Financial relief for those in need of care
On the occasion of the care day, the German Foundation for Patient Protection demanded financial relief for those in need of care. “While health insurance fully finances care in the clinic and for patients at home, long-term care insurance does not even cover all of the care costs of those affected,” said Foundation Board Member Eugen Brysch to the editorial network in Germany.
“The federal government alone decides on the adjustment of the subsidy to the expenditure,” criticized Brysch. The long-term care insurance must be placed on a broad foundation, he further demanded. “That can only work with tax and health insurance subsidies as well as an adjustment of membership fees.” The current subsidy principle of long-term care insurance is fatal. In addition, Brysch demanded generation-appropriate and future-proof financing of the long-term care insurance.

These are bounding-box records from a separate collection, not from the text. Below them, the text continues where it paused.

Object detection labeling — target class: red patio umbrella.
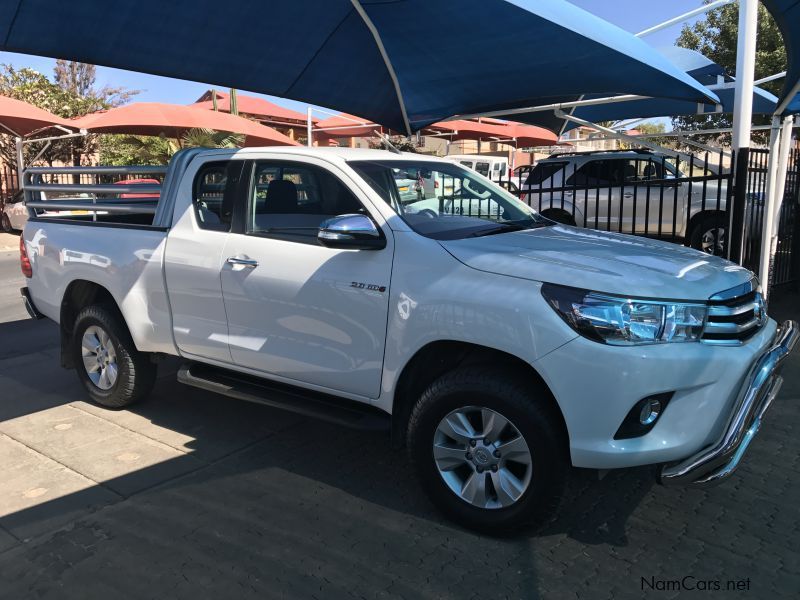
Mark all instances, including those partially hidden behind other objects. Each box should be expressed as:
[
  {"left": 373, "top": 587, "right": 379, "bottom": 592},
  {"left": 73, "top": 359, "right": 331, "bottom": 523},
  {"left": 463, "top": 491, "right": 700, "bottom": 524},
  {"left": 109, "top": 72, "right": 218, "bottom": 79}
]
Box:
[
  {"left": 0, "top": 96, "right": 75, "bottom": 137},
  {"left": 427, "top": 119, "right": 558, "bottom": 148},
  {"left": 194, "top": 92, "right": 317, "bottom": 125},
  {"left": 314, "top": 113, "right": 388, "bottom": 138},
  {"left": 70, "top": 102, "right": 299, "bottom": 146}
]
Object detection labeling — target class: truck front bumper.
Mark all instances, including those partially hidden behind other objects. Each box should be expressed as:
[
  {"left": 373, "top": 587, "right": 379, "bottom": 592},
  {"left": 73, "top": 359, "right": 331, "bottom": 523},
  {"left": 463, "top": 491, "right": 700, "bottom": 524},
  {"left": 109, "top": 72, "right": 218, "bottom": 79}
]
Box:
[{"left": 660, "top": 321, "right": 800, "bottom": 486}]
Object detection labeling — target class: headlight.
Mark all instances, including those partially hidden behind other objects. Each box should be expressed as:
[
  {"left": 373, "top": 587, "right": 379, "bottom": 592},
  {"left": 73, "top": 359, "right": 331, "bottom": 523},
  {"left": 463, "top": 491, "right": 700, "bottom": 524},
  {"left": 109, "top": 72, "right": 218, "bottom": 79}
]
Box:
[{"left": 542, "top": 283, "right": 708, "bottom": 346}]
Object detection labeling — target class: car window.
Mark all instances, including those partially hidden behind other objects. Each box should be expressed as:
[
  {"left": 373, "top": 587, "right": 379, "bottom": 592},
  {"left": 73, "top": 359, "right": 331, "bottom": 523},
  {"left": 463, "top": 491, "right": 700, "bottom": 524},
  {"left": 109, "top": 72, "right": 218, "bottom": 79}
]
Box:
[
  {"left": 246, "top": 161, "right": 365, "bottom": 244},
  {"left": 524, "top": 161, "right": 568, "bottom": 185},
  {"left": 192, "top": 160, "right": 243, "bottom": 231},
  {"left": 349, "top": 160, "right": 552, "bottom": 240},
  {"left": 625, "top": 159, "right": 664, "bottom": 183},
  {"left": 566, "top": 159, "right": 629, "bottom": 185}
]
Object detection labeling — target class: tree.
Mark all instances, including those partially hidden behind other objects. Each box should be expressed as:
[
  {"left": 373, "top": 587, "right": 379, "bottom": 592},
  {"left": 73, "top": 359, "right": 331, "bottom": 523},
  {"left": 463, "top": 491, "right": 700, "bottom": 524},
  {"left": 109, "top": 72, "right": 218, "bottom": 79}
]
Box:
[
  {"left": 53, "top": 59, "right": 139, "bottom": 166},
  {"left": 0, "top": 60, "right": 138, "bottom": 170},
  {"left": 672, "top": 0, "right": 786, "bottom": 146},
  {"left": 100, "top": 128, "right": 244, "bottom": 165},
  {"left": 367, "top": 135, "right": 419, "bottom": 152},
  {"left": 0, "top": 64, "right": 88, "bottom": 165}
]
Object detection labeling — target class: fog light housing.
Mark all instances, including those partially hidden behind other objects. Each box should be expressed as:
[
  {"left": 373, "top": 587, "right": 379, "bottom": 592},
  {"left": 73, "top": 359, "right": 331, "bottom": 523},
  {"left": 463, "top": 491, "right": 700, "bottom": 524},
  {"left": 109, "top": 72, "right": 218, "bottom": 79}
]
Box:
[
  {"left": 614, "top": 392, "right": 674, "bottom": 440},
  {"left": 639, "top": 398, "right": 662, "bottom": 426}
]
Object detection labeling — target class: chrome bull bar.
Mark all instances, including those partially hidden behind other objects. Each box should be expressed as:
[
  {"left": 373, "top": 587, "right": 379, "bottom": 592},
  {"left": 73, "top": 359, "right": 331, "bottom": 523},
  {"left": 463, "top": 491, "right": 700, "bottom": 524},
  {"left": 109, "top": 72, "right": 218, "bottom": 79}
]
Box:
[{"left": 660, "top": 321, "right": 800, "bottom": 487}]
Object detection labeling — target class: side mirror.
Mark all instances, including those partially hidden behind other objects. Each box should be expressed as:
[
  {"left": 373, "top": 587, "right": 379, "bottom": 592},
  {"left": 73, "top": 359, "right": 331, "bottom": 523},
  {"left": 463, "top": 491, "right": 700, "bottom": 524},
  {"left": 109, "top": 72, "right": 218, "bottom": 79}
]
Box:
[{"left": 317, "top": 214, "right": 386, "bottom": 250}]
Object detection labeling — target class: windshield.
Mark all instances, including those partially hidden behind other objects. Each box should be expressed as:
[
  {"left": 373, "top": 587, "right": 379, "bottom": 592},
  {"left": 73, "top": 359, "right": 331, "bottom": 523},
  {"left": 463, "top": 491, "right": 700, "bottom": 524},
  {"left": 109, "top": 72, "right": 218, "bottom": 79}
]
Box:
[{"left": 349, "top": 160, "right": 552, "bottom": 240}]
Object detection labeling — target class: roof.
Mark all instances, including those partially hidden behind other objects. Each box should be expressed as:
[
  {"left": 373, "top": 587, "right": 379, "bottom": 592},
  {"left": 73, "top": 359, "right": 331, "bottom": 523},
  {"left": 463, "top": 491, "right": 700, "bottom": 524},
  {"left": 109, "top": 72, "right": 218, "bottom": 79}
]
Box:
[
  {"left": 193, "top": 90, "right": 316, "bottom": 123},
  {"left": 208, "top": 146, "right": 456, "bottom": 162},
  {"left": 539, "top": 150, "right": 668, "bottom": 162}
]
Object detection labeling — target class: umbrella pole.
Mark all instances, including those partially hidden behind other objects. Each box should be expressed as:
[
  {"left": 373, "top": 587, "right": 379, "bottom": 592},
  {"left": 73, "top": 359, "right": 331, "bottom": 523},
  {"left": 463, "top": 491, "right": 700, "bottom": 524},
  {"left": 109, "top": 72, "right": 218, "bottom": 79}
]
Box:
[
  {"left": 306, "top": 106, "right": 314, "bottom": 148},
  {"left": 14, "top": 136, "right": 25, "bottom": 183},
  {"left": 764, "top": 117, "right": 794, "bottom": 292},
  {"left": 758, "top": 115, "right": 781, "bottom": 298},
  {"left": 727, "top": 0, "right": 758, "bottom": 263}
]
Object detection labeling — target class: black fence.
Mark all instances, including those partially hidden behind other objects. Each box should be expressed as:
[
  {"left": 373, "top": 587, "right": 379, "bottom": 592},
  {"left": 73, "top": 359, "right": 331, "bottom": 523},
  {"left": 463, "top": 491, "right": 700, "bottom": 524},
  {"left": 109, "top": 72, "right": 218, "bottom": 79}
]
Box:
[{"left": 498, "top": 149, "right": 800, "bottom": 285}]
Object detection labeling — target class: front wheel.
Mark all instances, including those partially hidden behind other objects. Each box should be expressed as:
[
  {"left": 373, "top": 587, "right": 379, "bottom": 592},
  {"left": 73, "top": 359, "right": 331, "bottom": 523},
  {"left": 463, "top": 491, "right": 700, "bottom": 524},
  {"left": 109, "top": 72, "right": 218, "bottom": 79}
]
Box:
[
  {"left": 2, "top": 213, "right": 14, "bottom": 233},
  {"left": 407, "top": 368, "right": 569, "bottom": 534},
  {"left": 72, "top": 306, "right": 156, "bottom": 408},
  {"left": 689, "top": 215, "right": 727, "bottom": 256}
]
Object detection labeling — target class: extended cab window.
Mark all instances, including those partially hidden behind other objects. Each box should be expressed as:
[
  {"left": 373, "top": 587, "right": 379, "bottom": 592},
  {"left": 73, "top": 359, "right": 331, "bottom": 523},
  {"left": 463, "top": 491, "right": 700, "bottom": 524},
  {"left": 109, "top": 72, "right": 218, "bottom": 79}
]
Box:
[
  {"left": 475, "top": 163, "right": 489, "bottom": 177},
  {"left": 525, "top": 161, "right": 567, "bottom": 185},
  {"left": 192, "top": 160, "right": 244, "bottom": 231},
  {"left": 247, "top": 161, "right": 364, "bottom": 244},
  {"left": 567, "top": 159, "right": 628, "bottom": 185}
]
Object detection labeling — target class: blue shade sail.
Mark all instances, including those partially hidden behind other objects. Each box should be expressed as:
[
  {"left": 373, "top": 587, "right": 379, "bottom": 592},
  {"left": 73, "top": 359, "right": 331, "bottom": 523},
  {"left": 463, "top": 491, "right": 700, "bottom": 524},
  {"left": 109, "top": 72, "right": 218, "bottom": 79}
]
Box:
[{"left": 0, "top": 0, "right": 717, "bottom": 132}]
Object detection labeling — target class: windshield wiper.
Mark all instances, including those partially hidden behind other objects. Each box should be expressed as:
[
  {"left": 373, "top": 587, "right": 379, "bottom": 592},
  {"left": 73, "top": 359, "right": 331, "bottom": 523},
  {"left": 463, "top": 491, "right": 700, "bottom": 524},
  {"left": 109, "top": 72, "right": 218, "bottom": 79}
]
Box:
[{"left": 469, "top": 223, "right": 546, "bottom": 237}]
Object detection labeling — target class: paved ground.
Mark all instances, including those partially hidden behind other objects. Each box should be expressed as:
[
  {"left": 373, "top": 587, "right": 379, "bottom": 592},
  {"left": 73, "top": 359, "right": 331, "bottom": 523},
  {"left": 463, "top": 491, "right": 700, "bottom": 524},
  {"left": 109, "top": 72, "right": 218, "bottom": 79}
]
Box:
[{"left": 0, "top": 243, "right": 800, "bottom": 600}]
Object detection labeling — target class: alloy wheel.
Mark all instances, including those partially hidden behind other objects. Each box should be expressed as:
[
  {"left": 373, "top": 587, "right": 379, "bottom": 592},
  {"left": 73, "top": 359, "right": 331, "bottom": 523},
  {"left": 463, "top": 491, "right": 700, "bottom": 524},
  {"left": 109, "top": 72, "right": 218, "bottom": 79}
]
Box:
[
  {"left": 81, "top": 325, "right": 119, "bottom": 391},
  {"left": 433, "top": 406, "right": 533, "bottom": 509}
]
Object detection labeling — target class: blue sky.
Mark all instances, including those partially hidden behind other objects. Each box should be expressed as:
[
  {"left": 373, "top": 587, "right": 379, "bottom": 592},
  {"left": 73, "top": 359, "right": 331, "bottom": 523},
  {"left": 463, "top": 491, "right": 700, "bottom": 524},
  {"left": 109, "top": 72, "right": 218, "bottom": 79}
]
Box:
[{"left": 0, "top": 0, "right": 702, "bottom": 117}]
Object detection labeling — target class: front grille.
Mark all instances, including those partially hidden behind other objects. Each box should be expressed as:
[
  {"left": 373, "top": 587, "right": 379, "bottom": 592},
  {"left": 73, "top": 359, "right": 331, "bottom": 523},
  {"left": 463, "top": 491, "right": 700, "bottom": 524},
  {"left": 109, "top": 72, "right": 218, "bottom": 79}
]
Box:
[{"left": 702, "top": 285, "right": 767, "bottom": 345}]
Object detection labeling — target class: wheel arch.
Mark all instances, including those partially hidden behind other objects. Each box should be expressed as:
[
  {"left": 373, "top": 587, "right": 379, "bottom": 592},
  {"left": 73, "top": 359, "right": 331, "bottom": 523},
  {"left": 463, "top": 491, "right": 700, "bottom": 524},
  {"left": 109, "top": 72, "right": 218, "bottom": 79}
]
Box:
[
  {"left": 58, "top": 279, "right": 125, "bottom": 369},
  {"left": 686, "top": 209, "right": 727, "bottom": 239},
  {"left": 392, "top": 340, "right": 569, "bottom": 447}
]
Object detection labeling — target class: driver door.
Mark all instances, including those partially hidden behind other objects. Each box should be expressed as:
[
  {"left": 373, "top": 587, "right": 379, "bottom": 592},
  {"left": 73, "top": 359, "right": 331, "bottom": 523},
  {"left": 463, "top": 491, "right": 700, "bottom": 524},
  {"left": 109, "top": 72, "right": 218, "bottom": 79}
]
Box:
[{"left": 221, "top": 159, "right": 393, "bottom": 398}]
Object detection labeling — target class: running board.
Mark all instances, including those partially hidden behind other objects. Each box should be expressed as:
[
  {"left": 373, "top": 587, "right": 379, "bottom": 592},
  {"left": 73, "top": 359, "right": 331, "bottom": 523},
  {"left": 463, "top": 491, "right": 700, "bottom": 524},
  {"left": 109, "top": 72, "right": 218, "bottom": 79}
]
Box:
[{"left": 178, "top": 363, "right": 391, "bottom": 431}]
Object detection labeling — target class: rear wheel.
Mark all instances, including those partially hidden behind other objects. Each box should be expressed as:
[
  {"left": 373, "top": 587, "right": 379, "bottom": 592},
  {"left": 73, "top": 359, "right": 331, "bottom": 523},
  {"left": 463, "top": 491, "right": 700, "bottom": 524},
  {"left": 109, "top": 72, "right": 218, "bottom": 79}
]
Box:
[
  {"left": 408, "top": 368, "right": 569, "bottom": 534},
  {"left": 72, "top": 306, "right": 156, "bottom": 408},
  {"left": 689, "top": 215, "right": 727, "bottom": 256}
]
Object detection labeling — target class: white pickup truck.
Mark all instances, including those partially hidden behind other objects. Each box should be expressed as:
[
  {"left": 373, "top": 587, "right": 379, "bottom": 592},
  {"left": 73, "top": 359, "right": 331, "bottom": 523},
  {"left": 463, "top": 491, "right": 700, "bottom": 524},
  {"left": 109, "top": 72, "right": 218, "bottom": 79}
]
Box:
[{"left": 21, "top": 148, "right": 798, "bottom": 532}]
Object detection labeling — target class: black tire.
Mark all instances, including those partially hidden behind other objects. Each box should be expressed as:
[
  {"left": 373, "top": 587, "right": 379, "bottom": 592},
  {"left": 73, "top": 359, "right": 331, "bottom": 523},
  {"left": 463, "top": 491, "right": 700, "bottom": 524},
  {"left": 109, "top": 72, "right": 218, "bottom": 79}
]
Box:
[
  {"left": 72, "top": 305, "right": 157, "bottom": 408},
  {"left": 541, "top": 208, "right": 575, "bottom": 226},
  {"left": 2, "top": 213, "right": 14, "bottom": 233},
  {"left": 407, "top": 367, "right": 570, "bottom": 535},
  {"left": 689, "top": 214, "right": 728, "bottom": 256}
]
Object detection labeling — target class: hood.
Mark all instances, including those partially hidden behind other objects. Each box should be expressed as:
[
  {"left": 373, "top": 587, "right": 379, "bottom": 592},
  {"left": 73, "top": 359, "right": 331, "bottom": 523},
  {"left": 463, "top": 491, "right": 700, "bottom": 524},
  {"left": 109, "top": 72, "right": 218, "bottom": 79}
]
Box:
[{"left": 440, "top": 225, "right": 753, "bottom": 300}]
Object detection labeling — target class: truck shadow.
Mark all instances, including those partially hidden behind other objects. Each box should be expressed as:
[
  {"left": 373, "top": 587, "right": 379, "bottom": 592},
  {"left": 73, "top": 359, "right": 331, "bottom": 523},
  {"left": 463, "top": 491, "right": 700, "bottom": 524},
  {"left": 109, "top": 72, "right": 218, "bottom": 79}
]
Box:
[{"left": 0, "top": 321, "right": 652, "bottom": 544}]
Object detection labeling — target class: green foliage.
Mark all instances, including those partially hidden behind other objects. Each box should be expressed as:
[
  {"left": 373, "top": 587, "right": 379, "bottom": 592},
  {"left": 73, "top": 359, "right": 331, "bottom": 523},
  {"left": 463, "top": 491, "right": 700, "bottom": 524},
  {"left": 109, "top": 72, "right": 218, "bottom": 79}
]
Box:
[
  {"left": 180, "top": 128, "right": 244, "bottom": 148},
  {"left": 367, "top": 135, "right": 419, "bottom": 152},
  {"left": 99, "top": 134, "right": 174, "bottom": 165},
  {"left": 0, "top": 60, "right": 137, "bottom": 165},
  {"left": 100, "top": 129, "right": 244, "bottom": 165},
  {"left": 672, "top": 0, "right": 786, "bottom": 146}
]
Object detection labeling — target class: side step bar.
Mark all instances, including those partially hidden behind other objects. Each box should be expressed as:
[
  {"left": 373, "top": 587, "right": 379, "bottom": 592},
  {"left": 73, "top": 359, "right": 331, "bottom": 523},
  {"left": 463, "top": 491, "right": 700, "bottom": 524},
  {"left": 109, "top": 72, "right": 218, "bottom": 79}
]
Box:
[{"left": 178, "top": 363, "right": 391, "bottom": 431}]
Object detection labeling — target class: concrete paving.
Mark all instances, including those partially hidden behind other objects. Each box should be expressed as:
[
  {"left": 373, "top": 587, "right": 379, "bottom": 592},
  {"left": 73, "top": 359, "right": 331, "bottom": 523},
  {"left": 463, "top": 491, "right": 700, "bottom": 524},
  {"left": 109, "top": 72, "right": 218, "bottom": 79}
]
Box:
[{"left": 0, "top": 264, "right": 800, "bottom": 600}]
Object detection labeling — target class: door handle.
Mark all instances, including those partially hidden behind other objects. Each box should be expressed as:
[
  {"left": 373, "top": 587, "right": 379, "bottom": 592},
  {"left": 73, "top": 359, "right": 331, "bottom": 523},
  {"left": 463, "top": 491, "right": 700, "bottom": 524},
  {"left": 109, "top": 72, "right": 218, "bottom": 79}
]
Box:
[{"left": 225, "top": 256, "right": 258, "bottom": 269}]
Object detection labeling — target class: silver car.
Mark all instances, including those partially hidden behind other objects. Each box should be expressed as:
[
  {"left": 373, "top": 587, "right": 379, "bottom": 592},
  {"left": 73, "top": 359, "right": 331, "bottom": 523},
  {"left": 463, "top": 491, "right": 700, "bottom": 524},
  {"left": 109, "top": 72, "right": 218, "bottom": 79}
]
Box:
[{"left": 520, "top": 151, "right": 727, "bottom": 254}]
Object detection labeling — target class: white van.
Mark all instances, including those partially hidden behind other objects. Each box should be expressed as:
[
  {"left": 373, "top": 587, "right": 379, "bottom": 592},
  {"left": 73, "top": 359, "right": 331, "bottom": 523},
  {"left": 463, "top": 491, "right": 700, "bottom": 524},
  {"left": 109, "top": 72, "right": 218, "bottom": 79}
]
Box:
[{"left": 444, "top": 154, "right": 508, "bottom": 181}]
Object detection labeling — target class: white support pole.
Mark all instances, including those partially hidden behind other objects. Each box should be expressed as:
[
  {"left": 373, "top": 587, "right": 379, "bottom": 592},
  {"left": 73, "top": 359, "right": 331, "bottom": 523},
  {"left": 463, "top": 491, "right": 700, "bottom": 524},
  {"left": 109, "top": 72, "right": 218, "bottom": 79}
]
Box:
[
  {"left": 758, "top": 115, "right": 781, "bottom": 298},
  {"left": 761, "top": 117, "right": 794, "bottom": 292},
  {"left": 636, "top": 0, "right": 736, "bottom": 37},
  {"left": 555, "top": 110, "right": 681, "bottom": 157},
  {"left": 727, "top": 0, "right": 758, "bottom": 264},
  {"left": 733, "top": 0, "right": 758, "bottom": 149},
  {"left": 14, "top": 136, "right": 25, "bottom": 182},
  {"left": 772, "top": 117, "right": 794, "bottom": 219}
]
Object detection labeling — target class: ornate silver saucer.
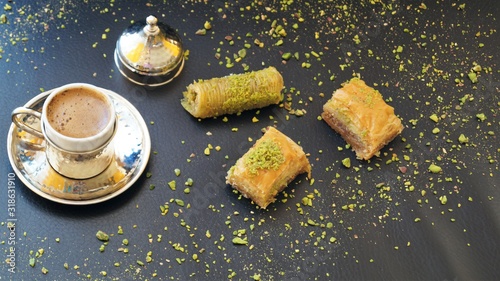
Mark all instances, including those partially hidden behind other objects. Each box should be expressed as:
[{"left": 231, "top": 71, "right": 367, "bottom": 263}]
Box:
[{"left": 7, "top": 89, "right": 151, "bottom": 205}]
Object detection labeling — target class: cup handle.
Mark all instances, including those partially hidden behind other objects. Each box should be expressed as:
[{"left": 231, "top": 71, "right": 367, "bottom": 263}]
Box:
[{"left": 11, "top": 107, "right": 45, "bottom": 139}]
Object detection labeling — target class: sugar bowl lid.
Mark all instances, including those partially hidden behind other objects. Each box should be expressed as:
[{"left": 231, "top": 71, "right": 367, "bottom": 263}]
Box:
[{"left": 114, "top": 16, "right": 184, "bottom": 87}]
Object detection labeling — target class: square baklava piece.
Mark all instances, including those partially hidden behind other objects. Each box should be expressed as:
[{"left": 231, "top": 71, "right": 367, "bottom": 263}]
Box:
[
  {"left": 321, "top": 78, "right": 403, "bottom": 160},
  {"left": 226, "top": 127, "right": 311, "bottom": 209}
]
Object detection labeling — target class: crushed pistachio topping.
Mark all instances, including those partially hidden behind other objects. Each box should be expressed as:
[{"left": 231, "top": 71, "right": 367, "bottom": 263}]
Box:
[{"left": 244, "top": 139, "right": 285, "bottom": 175}]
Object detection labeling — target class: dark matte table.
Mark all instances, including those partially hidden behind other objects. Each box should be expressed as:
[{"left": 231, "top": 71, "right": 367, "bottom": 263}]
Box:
[{"left": 0, "top": 0, "right": 500, "bottom": 280}]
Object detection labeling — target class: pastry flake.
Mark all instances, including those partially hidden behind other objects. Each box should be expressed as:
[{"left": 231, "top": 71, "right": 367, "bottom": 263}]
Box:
[
  {"left": 226, "top": 127, "right": 311, "bottom": 209},
  {"left": 321, "top": 78, "right": 403, "bottom": 160}
]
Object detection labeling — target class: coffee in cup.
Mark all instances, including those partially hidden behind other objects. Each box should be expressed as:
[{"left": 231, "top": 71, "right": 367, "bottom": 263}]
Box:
[
  {"left": 47, "top": 87, "right": 112, "bottom": 138},
  {"left": 12, "top": 83, "right": 117, "bottom": 179}
]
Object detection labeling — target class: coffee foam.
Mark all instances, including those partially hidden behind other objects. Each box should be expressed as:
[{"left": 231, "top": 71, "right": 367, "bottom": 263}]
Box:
[{"left": 47, "top": 88, "right": 111, "bottom": 138}]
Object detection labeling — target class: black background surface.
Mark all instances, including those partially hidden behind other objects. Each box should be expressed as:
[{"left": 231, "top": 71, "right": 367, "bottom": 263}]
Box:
[{"left": 0, "top": 0, "right": 500, "bottom": 280}]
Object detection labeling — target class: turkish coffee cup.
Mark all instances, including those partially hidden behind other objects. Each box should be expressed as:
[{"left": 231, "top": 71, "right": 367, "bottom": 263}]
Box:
[{"left": 12, "top": 83, "right": 117, "bottom": 179}]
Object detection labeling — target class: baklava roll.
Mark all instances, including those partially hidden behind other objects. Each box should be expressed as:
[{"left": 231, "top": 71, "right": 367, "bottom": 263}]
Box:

Dahmen sees “massive deterioration”
The Green health politician Janosch Dahmen called for working conditions in nursing to be improved. The situation in care for the elderly and the sick is dramatic – “after a year and a half of the pandemic, it is much worse than it was before,” said Dahmen in the ARD morning magazine.
“The situation is dramatic”: Janosch Dahmen, Alliance 90 / The Greens, on the care situation
Morning magazine, October 13th, 2021
Despite all the improvements made in recent years, the workload of the nurses and the quality of care for the patients have “massively worsened”.
Dahmen sees working conditions as a key lever. “If you look at why people today no longer want to work in elderly care but also in nursing, then that has less to do with fair pay and more to do with the massively deteriorated working conditions,” he said. The Green called for a “minimum staffing on the stations that is appropriate to the activity”.
Previously, the social scientist Stefan Sell had warned against a further worsening of the nursing emergency. Despite changes in tariffs, for example, hospital care and care for the elderly have been “on a downward slide”, said the director of the Institute for Social Policy and Labor Market Research at the Koblenz University of Applied Sciences WDR.
Existing problems, such as the lack of staff, have been lamented for many years, and at the same time the problems continue to worsen. Many experts “urgently point out that we should actually make a big leap forward”.